You can also make a protected area of your garden where you can try growing a true “winter garden” with frost hardy plants. If you’d like to dedicate a specific area of your yard to a winter garden, it’s good to try and block the area off from winter winds. Wooden fences or natural green fences made from evergreen shrubs and trees can serve as wind breaks. Remember to pick an area for your winter garden that gets plenty of sunlight.
Once you have a protected area, you can plan on growing a number of attractive ornamental plants in this section of your garden. Pansies are a good pick. Many bulbs also flower in late winter and early spring. Grasses like blue fescue and blue oat grass maintain their structure and some of their color during the fall and winter.
Try out vines for a great wintertime effect. Both evergreen vines like Boston ivy and deciduous vines like wisteria work well in the winter garden. Wisteria is an especially interesting vine because it is very sculptural. Try training wisteria over a garden arbor or a trellis, or even up onto a balcony.
Look for some evergreen groundcovers to place in your garden as well. “Hens and Chicks” works in the winter, as well as different kinds of euphorbia. See this website from the USDA on growing euphorbia.
Try growing plants in raised beds and containers. Soils dry out quicker in raised beds and containers. Additionally, diseases and pests are easier to treat. You can also cover your raised beds during the coldest days of the year to protect your plants.
Please see our full list of recommended ornamental plants for fall and winter gardening.

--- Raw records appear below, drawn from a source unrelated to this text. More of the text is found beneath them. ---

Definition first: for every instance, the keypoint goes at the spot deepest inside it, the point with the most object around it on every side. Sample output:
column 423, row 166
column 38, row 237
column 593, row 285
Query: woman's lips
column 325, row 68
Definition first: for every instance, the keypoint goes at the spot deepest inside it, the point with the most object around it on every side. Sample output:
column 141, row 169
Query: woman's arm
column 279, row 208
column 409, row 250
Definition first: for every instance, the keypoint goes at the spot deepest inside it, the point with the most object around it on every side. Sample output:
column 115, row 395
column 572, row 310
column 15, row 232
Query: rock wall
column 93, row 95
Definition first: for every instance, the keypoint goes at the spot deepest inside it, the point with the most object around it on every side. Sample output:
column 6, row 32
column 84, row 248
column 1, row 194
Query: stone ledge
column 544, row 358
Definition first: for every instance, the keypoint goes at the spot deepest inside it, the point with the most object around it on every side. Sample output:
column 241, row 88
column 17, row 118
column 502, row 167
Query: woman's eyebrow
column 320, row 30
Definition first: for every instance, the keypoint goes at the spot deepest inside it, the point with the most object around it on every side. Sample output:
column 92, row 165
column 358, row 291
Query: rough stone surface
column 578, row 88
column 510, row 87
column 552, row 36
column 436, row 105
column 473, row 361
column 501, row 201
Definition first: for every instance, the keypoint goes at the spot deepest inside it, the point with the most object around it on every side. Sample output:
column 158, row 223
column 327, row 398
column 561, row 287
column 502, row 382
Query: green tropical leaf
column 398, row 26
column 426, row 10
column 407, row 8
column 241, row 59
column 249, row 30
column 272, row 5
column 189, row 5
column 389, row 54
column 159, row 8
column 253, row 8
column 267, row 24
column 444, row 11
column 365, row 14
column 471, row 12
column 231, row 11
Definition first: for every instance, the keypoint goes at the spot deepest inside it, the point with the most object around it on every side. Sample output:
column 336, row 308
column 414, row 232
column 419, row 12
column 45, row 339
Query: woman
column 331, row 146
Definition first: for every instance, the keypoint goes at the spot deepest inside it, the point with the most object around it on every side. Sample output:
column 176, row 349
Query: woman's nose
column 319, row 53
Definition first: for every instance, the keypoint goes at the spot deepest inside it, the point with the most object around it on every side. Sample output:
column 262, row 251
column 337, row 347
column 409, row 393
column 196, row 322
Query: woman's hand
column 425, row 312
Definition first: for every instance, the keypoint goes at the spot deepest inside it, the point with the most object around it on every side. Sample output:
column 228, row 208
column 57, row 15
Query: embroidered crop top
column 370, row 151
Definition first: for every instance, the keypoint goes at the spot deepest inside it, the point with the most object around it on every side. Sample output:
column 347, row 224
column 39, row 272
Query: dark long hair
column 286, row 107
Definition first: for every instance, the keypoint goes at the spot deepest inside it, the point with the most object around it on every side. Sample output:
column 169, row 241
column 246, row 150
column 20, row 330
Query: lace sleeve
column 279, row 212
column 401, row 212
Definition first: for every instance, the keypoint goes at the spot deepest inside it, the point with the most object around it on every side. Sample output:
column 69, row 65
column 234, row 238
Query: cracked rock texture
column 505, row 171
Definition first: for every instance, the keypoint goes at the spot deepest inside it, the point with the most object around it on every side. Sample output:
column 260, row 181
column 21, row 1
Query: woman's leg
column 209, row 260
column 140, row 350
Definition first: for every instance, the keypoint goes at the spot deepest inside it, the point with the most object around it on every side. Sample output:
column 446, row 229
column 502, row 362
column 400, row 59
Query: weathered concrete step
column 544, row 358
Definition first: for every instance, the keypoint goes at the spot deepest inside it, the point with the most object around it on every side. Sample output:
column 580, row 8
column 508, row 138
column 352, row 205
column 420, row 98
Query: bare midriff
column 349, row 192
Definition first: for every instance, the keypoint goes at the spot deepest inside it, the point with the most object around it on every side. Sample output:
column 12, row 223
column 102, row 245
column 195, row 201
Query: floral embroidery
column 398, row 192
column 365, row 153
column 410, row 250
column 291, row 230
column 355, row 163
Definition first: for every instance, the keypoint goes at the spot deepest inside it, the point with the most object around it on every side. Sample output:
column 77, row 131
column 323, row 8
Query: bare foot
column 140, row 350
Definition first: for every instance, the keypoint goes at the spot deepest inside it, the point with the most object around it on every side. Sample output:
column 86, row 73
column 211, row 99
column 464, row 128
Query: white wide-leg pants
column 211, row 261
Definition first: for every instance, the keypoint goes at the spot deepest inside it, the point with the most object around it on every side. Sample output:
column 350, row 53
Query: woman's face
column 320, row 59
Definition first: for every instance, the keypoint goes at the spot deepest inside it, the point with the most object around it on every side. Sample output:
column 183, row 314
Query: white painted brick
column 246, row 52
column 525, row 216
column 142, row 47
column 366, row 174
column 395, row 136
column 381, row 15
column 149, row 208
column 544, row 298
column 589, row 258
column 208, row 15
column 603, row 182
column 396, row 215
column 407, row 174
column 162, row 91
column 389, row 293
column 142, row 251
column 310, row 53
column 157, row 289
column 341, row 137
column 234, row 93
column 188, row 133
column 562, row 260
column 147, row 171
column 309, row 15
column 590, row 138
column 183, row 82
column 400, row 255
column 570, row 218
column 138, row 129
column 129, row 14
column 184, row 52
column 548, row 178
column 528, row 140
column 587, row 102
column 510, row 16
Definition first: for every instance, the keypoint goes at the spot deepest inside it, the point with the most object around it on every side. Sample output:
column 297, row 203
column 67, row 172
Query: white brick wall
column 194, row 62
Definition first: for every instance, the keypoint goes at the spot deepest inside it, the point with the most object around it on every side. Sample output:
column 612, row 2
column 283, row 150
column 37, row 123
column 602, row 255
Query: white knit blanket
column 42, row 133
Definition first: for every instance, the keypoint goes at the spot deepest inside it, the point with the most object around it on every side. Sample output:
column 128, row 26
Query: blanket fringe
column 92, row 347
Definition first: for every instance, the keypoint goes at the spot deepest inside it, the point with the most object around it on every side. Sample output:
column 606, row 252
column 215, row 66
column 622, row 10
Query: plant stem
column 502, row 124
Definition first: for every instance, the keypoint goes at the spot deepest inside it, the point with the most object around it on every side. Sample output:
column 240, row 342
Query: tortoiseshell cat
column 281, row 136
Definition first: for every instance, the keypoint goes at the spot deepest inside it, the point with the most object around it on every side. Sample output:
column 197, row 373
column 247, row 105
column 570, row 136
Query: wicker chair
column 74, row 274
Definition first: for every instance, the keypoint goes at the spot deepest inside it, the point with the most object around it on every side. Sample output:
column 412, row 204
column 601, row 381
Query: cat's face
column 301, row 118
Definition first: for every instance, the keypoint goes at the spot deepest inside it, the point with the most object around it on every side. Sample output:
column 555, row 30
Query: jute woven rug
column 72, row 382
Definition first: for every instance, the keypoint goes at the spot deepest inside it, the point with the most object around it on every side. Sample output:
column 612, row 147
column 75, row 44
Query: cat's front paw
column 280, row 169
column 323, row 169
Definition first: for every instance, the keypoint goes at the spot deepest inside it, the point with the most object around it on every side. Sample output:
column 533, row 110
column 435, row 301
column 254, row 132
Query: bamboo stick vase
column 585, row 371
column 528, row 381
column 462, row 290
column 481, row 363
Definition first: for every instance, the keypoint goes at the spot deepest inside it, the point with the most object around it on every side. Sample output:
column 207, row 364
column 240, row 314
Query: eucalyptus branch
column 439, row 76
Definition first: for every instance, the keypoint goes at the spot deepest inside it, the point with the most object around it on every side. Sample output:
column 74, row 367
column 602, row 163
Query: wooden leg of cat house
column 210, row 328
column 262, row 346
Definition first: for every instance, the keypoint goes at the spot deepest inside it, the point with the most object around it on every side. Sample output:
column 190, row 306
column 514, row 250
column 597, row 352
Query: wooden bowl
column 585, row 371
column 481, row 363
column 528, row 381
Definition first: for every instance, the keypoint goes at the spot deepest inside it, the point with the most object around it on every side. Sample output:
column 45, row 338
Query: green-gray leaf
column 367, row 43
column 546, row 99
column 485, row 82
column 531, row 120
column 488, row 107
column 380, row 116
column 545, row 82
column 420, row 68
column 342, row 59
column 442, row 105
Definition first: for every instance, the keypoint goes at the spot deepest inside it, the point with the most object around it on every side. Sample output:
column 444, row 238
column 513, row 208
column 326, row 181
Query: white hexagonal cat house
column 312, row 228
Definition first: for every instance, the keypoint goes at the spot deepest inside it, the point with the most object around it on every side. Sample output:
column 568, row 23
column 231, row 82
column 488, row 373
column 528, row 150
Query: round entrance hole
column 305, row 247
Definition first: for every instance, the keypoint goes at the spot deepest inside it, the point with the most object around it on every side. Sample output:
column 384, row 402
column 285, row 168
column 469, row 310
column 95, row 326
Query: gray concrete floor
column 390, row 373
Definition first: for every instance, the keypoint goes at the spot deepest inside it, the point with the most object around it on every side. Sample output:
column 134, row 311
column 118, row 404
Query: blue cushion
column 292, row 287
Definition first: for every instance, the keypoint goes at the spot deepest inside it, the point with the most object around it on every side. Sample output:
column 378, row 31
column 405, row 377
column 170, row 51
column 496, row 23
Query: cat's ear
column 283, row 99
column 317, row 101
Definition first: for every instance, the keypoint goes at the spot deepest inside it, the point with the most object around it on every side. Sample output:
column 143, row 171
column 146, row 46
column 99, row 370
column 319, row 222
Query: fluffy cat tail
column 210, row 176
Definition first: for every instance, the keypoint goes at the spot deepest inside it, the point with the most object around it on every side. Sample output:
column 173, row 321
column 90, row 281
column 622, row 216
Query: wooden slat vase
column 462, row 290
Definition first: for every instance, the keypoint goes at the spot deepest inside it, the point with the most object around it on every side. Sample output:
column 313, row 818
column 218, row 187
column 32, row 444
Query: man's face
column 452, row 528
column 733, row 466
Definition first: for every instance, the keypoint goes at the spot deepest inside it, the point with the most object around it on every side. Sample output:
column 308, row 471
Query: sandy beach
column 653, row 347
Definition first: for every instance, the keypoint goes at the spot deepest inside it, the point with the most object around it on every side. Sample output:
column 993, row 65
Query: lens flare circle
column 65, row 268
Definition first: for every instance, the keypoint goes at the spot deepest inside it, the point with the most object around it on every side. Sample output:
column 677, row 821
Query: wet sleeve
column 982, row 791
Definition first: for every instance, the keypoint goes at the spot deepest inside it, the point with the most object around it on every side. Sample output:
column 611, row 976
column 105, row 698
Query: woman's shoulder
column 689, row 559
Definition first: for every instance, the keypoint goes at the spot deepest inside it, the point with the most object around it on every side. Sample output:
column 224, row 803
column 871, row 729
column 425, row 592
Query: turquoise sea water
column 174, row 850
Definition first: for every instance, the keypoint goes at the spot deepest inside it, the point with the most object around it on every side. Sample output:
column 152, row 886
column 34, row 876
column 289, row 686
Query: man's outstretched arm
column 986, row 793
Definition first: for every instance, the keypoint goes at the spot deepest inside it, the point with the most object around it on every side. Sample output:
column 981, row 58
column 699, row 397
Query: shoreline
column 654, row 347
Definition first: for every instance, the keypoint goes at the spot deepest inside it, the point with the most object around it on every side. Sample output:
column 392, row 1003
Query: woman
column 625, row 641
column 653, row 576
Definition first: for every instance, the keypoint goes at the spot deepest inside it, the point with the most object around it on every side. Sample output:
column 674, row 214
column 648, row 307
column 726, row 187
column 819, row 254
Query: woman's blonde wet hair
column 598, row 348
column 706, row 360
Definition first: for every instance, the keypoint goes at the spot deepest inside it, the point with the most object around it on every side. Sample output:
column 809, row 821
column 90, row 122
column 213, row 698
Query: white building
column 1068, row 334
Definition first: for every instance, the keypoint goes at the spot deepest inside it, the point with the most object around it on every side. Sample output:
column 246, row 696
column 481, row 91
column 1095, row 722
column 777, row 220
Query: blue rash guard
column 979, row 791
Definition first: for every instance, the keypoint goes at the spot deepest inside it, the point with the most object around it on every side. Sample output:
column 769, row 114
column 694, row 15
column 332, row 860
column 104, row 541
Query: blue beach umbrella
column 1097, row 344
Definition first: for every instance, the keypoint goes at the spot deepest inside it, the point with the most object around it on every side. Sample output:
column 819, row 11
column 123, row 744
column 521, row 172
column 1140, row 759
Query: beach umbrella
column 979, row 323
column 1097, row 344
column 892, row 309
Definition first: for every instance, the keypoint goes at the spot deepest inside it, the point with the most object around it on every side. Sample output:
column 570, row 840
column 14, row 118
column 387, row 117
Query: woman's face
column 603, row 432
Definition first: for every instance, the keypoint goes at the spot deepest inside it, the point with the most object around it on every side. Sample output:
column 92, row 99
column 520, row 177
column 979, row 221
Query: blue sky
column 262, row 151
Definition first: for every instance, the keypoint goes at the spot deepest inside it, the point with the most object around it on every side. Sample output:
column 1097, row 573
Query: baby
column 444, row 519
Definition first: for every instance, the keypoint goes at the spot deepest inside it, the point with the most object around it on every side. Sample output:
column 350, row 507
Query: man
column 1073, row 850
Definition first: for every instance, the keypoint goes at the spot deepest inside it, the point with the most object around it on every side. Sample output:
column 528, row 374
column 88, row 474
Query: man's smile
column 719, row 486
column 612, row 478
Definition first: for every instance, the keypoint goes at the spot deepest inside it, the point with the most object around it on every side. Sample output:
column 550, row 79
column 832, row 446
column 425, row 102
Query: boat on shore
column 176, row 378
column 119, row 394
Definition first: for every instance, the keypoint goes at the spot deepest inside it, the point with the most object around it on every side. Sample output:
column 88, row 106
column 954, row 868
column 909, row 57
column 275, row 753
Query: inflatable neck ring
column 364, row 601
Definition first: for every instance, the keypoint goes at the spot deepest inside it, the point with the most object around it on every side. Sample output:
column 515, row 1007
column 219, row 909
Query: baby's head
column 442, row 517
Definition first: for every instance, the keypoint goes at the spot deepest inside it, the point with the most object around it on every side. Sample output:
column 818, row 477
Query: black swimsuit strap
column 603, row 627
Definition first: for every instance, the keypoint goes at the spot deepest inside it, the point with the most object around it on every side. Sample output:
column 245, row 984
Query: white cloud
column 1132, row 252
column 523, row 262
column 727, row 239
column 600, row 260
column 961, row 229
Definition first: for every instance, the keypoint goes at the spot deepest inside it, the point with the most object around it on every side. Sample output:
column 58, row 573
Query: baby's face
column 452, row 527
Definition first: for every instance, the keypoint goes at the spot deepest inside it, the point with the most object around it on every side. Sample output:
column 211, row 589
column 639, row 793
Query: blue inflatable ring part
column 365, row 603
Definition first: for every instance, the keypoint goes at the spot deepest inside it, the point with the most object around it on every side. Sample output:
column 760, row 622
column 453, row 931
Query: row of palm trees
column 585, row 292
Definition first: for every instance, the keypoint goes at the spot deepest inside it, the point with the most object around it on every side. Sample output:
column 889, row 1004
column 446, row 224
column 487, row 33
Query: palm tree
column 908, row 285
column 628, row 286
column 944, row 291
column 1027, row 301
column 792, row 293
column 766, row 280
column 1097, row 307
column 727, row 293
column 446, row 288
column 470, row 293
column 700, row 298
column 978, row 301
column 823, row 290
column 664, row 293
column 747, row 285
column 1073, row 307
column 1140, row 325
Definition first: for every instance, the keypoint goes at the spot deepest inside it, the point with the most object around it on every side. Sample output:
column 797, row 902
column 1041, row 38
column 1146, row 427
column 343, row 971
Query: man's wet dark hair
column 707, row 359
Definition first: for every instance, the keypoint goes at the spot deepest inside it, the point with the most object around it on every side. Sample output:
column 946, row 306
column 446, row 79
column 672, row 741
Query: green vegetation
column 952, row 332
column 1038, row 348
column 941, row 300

Try out garden sculptures and other landscaping features to make your garden attractive during the winter. Arbors, trellises, other structures will look great in your winter garden. In an article on adding interest to the winter garden, CBS News recommended defining the space with a garden arbor and letting evergreen vines crawl up and over the arbor. Garden weathervanes are also a nice feature for your winter garden.
Also, keep garden paths free of ice and give yourself room for strolling. Try out an environmentally-friendly deicing agent for your landscaping.